There is no way to directly specify the I/O addresses for a PCMCIA card to use. The /etc/pcmcia/config file allows you to specify ranges of ports available for use by all PCMCIA devices.

After modifying /etc/pcmcia/config, you can restart cardmgr with ``kill -HUP''.

In theory, you can insert and remove PCMCIA cards at any time. However, it is a good idea not to eject a card that is currently being used by an application program. Kernels older than 1.1.77 would often lock up when serial/modem cards were ejected, but this should be fixed now.

To unload the entire PCMCIA package, invoke rc.pcmcia with:

/etc/rc.d/rc.pcmcia stop

This script will take several seconds to run, to give all client drivers time to shut down gracefully. If a PCMCIA device is currently in use, the shutdown will fail.

Card Services can be compiled with support for APM (Advanced Power Management) if you've installed this package on your system. The current release of Stephen Rothwell's APM support package is version 0.5. Unlike the 0.4 release, 0.5 does not require a special patch to work with PCMCIA. The PCMCIA modules will automatically be configured for APM if a compatible version is detected on your system.

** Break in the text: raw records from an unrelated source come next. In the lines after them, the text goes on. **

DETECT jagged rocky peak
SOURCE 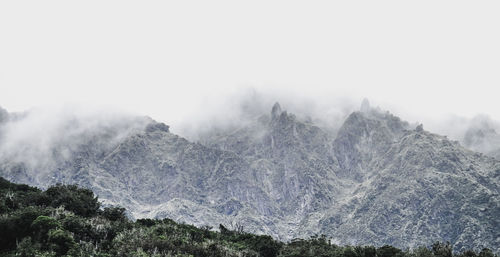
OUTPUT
[145,120,170,133]
[359,98,371,113]
[271,102,282,120]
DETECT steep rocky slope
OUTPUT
[0,103,500,250]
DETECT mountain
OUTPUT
[0,102,500,250]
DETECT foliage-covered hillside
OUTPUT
[0,177,495,257]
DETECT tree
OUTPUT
[432,242,453,257]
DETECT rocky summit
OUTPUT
[0,101,500,250]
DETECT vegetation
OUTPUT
[0,178,496,257]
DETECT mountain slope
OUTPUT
[0,104,500,250]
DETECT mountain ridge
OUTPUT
[0,103,500,249]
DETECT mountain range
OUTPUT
[0,102,500,250]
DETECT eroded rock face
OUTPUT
[0,104,500,250]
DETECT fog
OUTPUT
[0,105,150,175]
[0,88,500,174]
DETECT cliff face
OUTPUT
[0,104,500,250]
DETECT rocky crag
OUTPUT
[0,102,500,250]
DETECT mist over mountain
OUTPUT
[0,98,500,250]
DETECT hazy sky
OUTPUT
[0,0,500,125]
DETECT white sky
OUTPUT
[0,0,500,126]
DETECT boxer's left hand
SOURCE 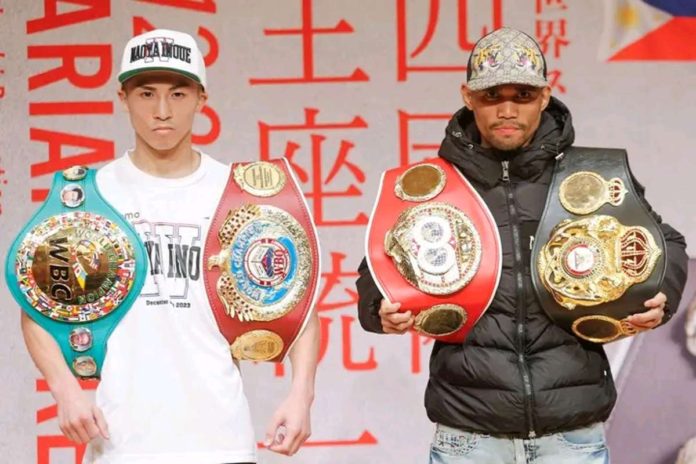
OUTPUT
[626,292,667,329]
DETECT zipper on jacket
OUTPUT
[502,161,536,438]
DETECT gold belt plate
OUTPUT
[537,215,662,310]
[384,202,481,295]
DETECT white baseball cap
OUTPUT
[118,29,206,88]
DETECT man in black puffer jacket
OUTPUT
[357,28,687,464]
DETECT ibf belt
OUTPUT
[366,159,502,343]
[203,158,319,361]
[532,147,666,343]
[5,166,147,378]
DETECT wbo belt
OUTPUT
[366,159,502,343]
[532,147,666,343]
[5,166,147,378]
[203,158,319,361]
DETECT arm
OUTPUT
[22,311,109,443]
[355,258,384,333]
[355,258,416,334]
[265,310,319,456]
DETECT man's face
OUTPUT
[462,84,551,151]
[118,72,207,152]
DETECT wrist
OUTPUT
[290,381,314,403]
[47,375,82,401]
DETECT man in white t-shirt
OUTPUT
[22,29,319,464]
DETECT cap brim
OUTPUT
[118,67,203,86]
[466,77,549,90]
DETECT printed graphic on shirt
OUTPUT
[133,219,203,300]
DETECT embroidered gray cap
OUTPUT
[466,27,549,90]
[118,29,206,87]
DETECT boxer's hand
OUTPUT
[379,299,416,334]
[626,292,667,330]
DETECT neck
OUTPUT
[131,134,201,179]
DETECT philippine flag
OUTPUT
[599,0,696,61]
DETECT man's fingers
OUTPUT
[379,300,401,316]
[288,429,303,456]
[71,419,89,444]
[382,312,416,334]
[643,292,667,308]
[383,311,411,325]
[60,425,77,442]
[628,308,664,325]
[82,416,100,441]
[263,416,285,447]
[93,406,109,440]
[270,427,299,455]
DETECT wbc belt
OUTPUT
[5,166,147,378]
[532,147,666,343]
[203,158,319,361]
[366,159,502,343]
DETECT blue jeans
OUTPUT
[430,422,609,464]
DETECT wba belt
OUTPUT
[366,159,502,343]
[5,166,147,378]
[203,158,319,361]
[532,147,666,343]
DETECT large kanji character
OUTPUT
[259,108,368,226]
[249,0,370,85]
[396,0,503,81]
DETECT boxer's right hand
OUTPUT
[379,299,416,334]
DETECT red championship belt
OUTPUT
[366,159,502,343]
[203,158,319,361]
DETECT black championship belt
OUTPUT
[532,147,666,343]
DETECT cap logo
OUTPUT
[513,45,543,74]
[472,45,501,78]
[130,37,191,64]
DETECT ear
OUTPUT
[541,86,551,111]
[116,86,130,113]
[460,84,473,110]
[196,87,208,113]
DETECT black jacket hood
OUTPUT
[438,97,575,188]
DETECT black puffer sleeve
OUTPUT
[355,258,384,333]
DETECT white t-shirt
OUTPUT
[84,153,256,464]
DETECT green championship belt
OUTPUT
[5,166,147,378]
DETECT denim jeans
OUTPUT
[430,422,609,464]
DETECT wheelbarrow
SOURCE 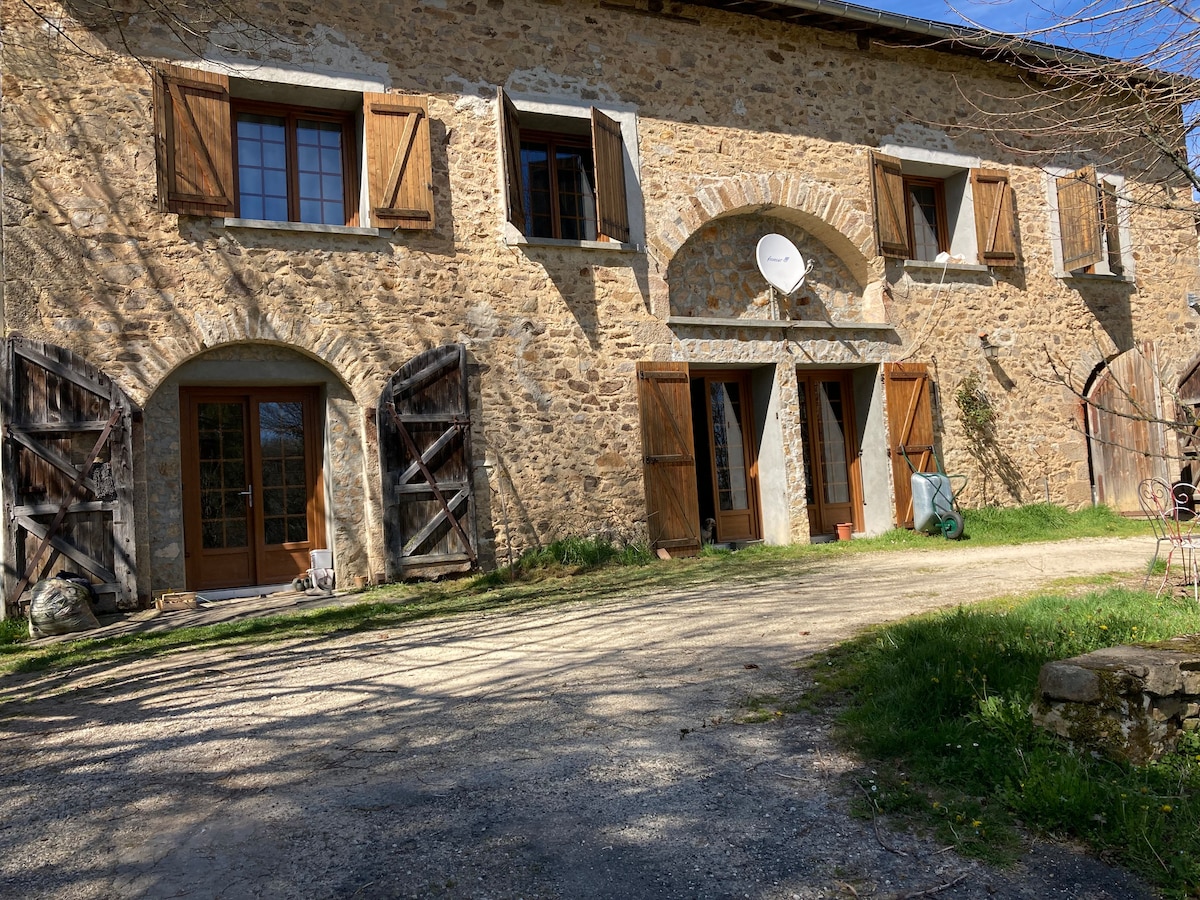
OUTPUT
[900,446,967,540]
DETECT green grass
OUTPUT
[815,588,1200,896]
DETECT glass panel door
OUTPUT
[180,388,324,590]
[691,372,762,542]
[797,372,862,534]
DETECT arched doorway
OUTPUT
[1084,342,1168,514]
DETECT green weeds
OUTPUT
[816,588,1200,895]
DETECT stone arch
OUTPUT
[648,174,882,288]
[112,310,386,407]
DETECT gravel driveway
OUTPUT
[0,539,1166,900]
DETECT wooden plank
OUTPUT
[8,516,119,588]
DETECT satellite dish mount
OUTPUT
[755,234,812,318]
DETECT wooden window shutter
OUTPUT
[592,107,629,244]
[1100,181,1124,275]
[155,66,234,216]
[871,152,912,259]
[883,362,937,528]
[971,169,1016,265]
[498,88,524,234]
[362,94,434,229]
[1056,166,1103,272]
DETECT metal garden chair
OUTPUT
[1138,478,1200,604]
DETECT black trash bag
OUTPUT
[29,577,100,637]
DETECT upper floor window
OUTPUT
[234,103,358,224]
[500,90,632,244]
[155,66,434,229]
[1050,166,1133,277]
[871,151,1018,265]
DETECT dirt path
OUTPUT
[0,539,1171,900]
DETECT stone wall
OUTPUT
[2,0,1196,589]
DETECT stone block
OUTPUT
[1038,661,1100,703]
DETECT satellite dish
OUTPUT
[755,234,812,294]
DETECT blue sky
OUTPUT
[864,0,1051,31]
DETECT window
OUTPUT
[234,103,356,226]
[521,133,596,241]
[1051,166,1133,277]
[871,152,1018,265]
[155,66,434,229]
[500,91,631,244]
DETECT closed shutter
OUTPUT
[1100,181,1124,275]
[883,362,937,528]
[378,343,476,578]
[1086,342,1161,515]
[971,169,1016,265]
[637,362,700,556]
[871,152,912,259]
[4,337,139,614]
[1056,166,1103,272]
[499,88,526,234]
[592,108,629,244]
[155,66,234,216]
[362,94,434,229]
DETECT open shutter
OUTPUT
[871,152,912,259]
[155,66,234,216]
[498,88,524,234]
[362,94,434,229]
[1056,166,1103,272]
[1086,341,1161,515]
[637,362,700,556]
[1100,181,1124,275]
[4,337,138,614]
[378,343,476,578]
[971,169,1016,265]
[883,362,937,528]
[592,108,629,244]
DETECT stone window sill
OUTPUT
[904,259,989,275]
[504,234,642,253]
[214,218,381,238]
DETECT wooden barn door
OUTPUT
[4,337,138,614]
[1085,342,1168,515]
[883,362,937,528]
[637,362,700,556]
[378,344,478,578]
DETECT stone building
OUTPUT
[0,0,1196,605]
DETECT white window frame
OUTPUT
[878,144,988,271]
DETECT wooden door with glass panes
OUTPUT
[180,388,325,590]
[691,371,762,542]
[797,372,862,534]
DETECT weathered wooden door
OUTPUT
[1086,342,1168,514]
[637,362,700,556]
[883,362,937,528]
[797,371,863,534]
[378,343,478,578]
[690,371,762,541]
[4,337,139,614]
[180,386,326,590]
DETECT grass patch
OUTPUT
[815,587,1200,896]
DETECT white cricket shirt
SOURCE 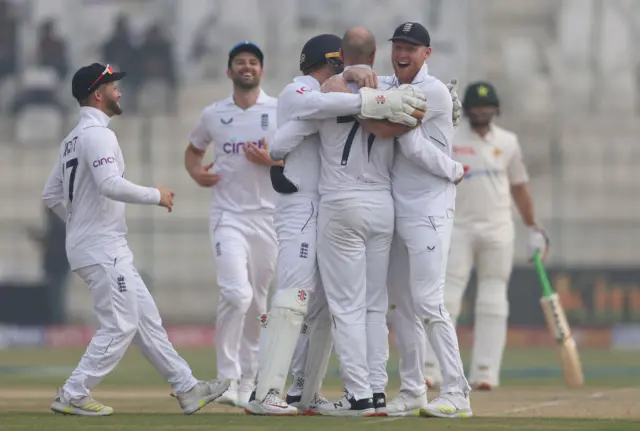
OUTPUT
[453,122,529,225]
[189,90,278,217]
[378,65,462,217]
[43,107,160,270]
[269,76,368,195]
[318,65,394,201]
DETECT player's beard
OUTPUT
[231,72,260,90]
[107,98,122,115]
[467,112,493,128]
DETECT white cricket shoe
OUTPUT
[287,392,329,416]
[214,380,238,407]
[315,390,380,417]
[379,391,429,416]
[51,388,113,416]
[175,380,231,415]
[420,393,473,419]
[236,379,256,409]
[244,389,298,416]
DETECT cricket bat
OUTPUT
[533,252,584,387]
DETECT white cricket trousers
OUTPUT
[318,191,394,400]
[273,193,330,384]
[63,244,197,399]
[425,222,515,386]
[388,216,470,395]
[211,212,278,382]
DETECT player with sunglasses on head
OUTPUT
[43,63,229,416]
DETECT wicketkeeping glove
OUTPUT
[447,79,462,127]
[360,85,427,127]
[527,226,549,260]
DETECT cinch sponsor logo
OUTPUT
[222,139,264,154]
[464,169,503,179]
[93,157,116,168]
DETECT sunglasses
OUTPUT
[87,64,113,91]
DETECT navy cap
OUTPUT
[71,63,127,101]
[300,34,342,71]
[227,40,264,67]
[389,22,431,46]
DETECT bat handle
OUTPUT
[533,251,553,296]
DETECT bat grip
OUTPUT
[533,251,553,296]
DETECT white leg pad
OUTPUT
[300,306,333,409]
[256,289,309,401]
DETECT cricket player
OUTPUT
[340,22,472,418]
[185,42,278,407]
[247,34,421,415]
[425,82,549,390]
[42,63,229,416]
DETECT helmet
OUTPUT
[462,81,500,110]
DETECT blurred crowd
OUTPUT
[0,0,178,117]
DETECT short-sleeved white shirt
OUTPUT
[318,66,394,201]
[49,107,127,270]
[189,90,278,217]
[453,122,529,225]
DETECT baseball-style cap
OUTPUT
[227,40,264,67]
[300,34,342,71]
[71,63,127,101]
[389,22,431,46]
[462,81,500,108]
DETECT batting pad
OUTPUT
[256,289,309,401]
[300,304,333,409]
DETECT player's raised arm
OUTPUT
[184,109,220,187]
[42,158,67,221]
[84,128,166,206]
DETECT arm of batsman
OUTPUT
[359,85,427,127]
[447,79,462,127]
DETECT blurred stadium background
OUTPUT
[0,0,640,360]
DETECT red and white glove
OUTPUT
[527,226,549,261]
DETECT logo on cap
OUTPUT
[478,85,489,97]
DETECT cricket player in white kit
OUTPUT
[340,22,472,418]
[425,82,548,390]
[185,42,278,407]
[247,34,420,415]
[43,63,229,416]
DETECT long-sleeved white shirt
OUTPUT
[189,90,278,218]
[379,65,463,217]
[269,76,361,195]
[42,107,160,270]
[453,123,529,228]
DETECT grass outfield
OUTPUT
[0,348,640,431]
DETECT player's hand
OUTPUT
[360,85,427,127]
[156,186,174,212]
[527,226,549,262]
[189,162,220,187]
[447,79,462,127]
[342,67,378,88]
[242,138,284,167]
[320,75,351,93]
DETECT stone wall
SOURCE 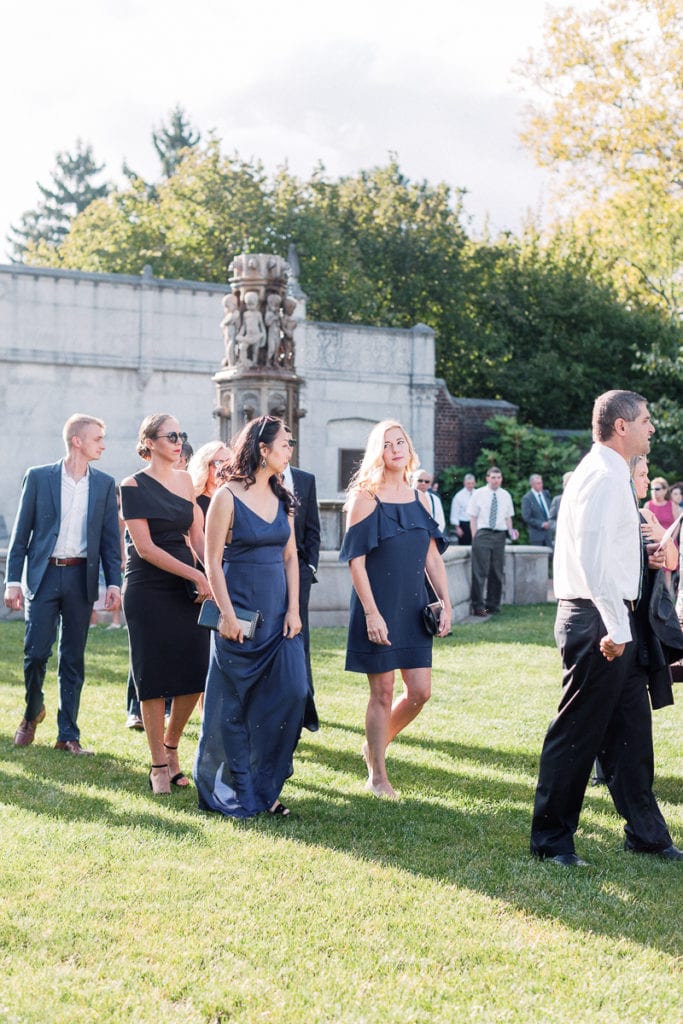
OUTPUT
[0,265,435,528]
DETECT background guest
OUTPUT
[645,476,675,529]
[187,441,231,519]
[283,464,321,732]
[195,416,308,818]
[468,466,518,615]
[548,470,571,546]
[449,473,476,545]
[4,413,121,755]
[521,473,552,548]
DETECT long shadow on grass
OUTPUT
[0,746,201,836]
[274,741,683,955]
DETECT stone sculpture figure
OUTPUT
[238,292,266,367]
[263,292,283,366]
[282,298,297,370]
[220,293,241,367]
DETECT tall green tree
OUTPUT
[520,0,683,323]
[152,104,202,178]
[7,139,112,262]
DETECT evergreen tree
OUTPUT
[152,104,201,178]
[7,139,112,262]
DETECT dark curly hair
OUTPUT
[223,416,298,515]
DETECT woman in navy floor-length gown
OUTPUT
[339,420,451,799]
[195,417,308,818]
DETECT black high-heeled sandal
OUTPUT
[164,743,189,790]
[147,764,171,797]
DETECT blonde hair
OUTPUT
[61,413,105,454]
[187,441,231,498]
[346,420,420,505]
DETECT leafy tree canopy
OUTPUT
[520,0,683,323]
[7,139,112,261]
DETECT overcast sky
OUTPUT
[0,0,598,262]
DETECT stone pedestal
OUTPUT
[213,253,305,446]
[213,367,305,448]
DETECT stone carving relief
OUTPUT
[220,253,297,372]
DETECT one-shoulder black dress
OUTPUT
[339,496,447,675]
[121,470,209,700]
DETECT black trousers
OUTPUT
[531,600,672,857]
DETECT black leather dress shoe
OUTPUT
[624,840,683,860]
[531,850,588,867]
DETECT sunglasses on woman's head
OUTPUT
[155,430,187,444]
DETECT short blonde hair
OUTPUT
[61,413,106,455]
[187,441,230,498]
[347,420,420,498]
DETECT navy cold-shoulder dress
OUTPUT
[339,496,447,675]
[195,497,308,818]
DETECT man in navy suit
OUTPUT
[522,473,553,548]
[4,413,121,754]
[283,466,321,732]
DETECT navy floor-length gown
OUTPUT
[195,497,308,818]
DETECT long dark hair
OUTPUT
[223,416,297,515]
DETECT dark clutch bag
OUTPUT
[422,601,441,637]
[197,598,263,640]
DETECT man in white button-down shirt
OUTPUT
[531,391,683,866]
[4,413,121,755]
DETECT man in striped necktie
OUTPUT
[522,473,553,548]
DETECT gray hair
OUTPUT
[592,391,647,441]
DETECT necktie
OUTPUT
[488,492,498,529]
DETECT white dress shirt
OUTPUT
[553,444,642,643]
[52,463,90,558]
[427,490,445,532]
[467,484,515,532]
[451,487,474,526]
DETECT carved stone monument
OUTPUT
[213,246,305,443]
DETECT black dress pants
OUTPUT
[531,600,672,857]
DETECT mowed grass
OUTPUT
[0,605,683,1024]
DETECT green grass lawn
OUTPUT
[0,605,683,1024]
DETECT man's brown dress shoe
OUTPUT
[14,705,45,746]
[54,739,95,755]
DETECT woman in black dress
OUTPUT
[121,413,211,795]
[195,416,308,818]
[339,420,451,799]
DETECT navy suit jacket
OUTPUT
[292,466,321,583]
[522,490,551,544]
[5,460,121,604]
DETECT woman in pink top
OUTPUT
[645,476,679,529]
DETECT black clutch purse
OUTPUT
[422,570,443,637]
[422,601,442,637]
[197,598,263,640]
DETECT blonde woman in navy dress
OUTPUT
[339,420,451,800]
[195,416,308,818]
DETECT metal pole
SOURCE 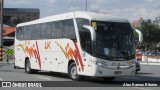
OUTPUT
[0,0,3,61]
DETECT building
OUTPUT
[131,17,153,28]
[0,8,40,26]
[0,25,16,37]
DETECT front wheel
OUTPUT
[68,63,81,80]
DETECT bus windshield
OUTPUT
[94,21,135,60]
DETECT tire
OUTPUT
[68,62,81,81]
[103,77,115,82]
[25,59,33,74]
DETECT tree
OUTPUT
[137,24,160,50]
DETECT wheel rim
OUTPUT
[71,66,78,79]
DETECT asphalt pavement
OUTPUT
[0,60,160,90]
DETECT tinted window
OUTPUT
[76,18,92,54]
[62,19,76,40]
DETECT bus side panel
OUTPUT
[15,39,25,68]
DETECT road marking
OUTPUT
[132,87,151,90]
[33,75,52,80]
[0,78,3,81]
[125,77,140,80]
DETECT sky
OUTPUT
[4,0,160,21]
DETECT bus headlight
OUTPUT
[95,61,107,67]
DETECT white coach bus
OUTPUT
[15,11,142,80]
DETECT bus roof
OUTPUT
[17,11,128,27]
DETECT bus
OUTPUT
[15,11,142,81]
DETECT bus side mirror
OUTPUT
[135,29,143,43]
[83,25,96,41]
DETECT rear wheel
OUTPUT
[103,77,115,82]
[25,59,33,74]
[68,62,81,80]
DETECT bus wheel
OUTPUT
[68,63,81,80]
[103,77,115,82]
[25,60,33,74]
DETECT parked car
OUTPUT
[135,60,141,74]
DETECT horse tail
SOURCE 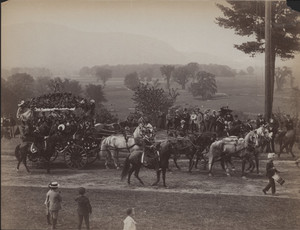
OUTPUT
[15,144,22,161]
[121,156,130,180]
[98,137,109,159]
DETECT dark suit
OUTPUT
[263,161,278,194]
[75,195,92,229]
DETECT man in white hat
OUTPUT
[45,182,62,229]
[262,153,278,195]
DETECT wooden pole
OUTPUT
[265,0,273,121]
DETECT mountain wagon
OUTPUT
[17,93,120,169]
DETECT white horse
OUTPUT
[207,131,259,176]
[100,124,154,169]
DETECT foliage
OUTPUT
[47,77,82,96]
[199,64,236,77]
[160,65,175,89]
[132,84,176,121]
[124,72,140,90]
[216,1,300,59]
[173,66,191,89]
[275,66,293,91]
[96,106,118,124]
[85,84,107,104]
[190,71,217,99]
[95,67,112,87]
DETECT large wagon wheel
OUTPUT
[64,144,88,169]
[87,148,99,165]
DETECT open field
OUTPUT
[102,77,291,119]
[1,137,300,230]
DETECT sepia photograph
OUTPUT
[1,0,300,230]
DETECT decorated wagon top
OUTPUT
[17,92,95,122]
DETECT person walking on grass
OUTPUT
[45,182,62,229]
[123,208,136,230]
[75,187,92,230]
[262,153,279,195]
[44,183,51,225]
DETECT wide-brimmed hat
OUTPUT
[78,187,85,195]
[49,182,59,188]
[57,124,66,131]
[268,153,276,159]
[18,100,25,107]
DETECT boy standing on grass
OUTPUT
[75,187,92,230]
[45,182,62,229]
[44,183,51,225]
[123,208,136,230]
[263,153,279,195]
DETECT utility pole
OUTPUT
[265,0,273,121]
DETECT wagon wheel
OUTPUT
[27,152,39,162]
[64,144,88,169]
[50,150,59,162]
[87,148,99,164]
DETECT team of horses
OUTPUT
[15,122,295,186]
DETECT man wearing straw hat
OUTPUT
[262,153,278,195]
[45,182,62,229]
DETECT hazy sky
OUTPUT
[1,0,298,70]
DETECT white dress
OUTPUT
[123,216,136,230]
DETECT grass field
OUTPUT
[1,137,300,230]
[104,77,291,119]
[1,187,300,230]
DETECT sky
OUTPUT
[1,0,298,71]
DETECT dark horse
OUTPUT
[121,141,173,187]
[15,134,56,173]
[277,129,296,157]
[174,132,217,172]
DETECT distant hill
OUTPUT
[2,23,248,73]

Without resorting to APM, you can do ``cardctl suspend'' before suspending your laptop, and ``cardctl resume'' after resuming, to properly shut down and restart your PCMCIA cards. This will not work with a PCMCIA modem that is in use, because the serial driver isn't able to save and restore the modem operating parameters.

APM seems to be unstable on some systems. If you experience trouble with APM and PCMCIA on your system, try to narrow down the problem to one package or the other before reporting a bug.

Use either the cardctl or cardinfo command. ``cardctl suspend #'' will suspend one socket, and turn off its power. The corresponding resume command will wake up the card in its previous state.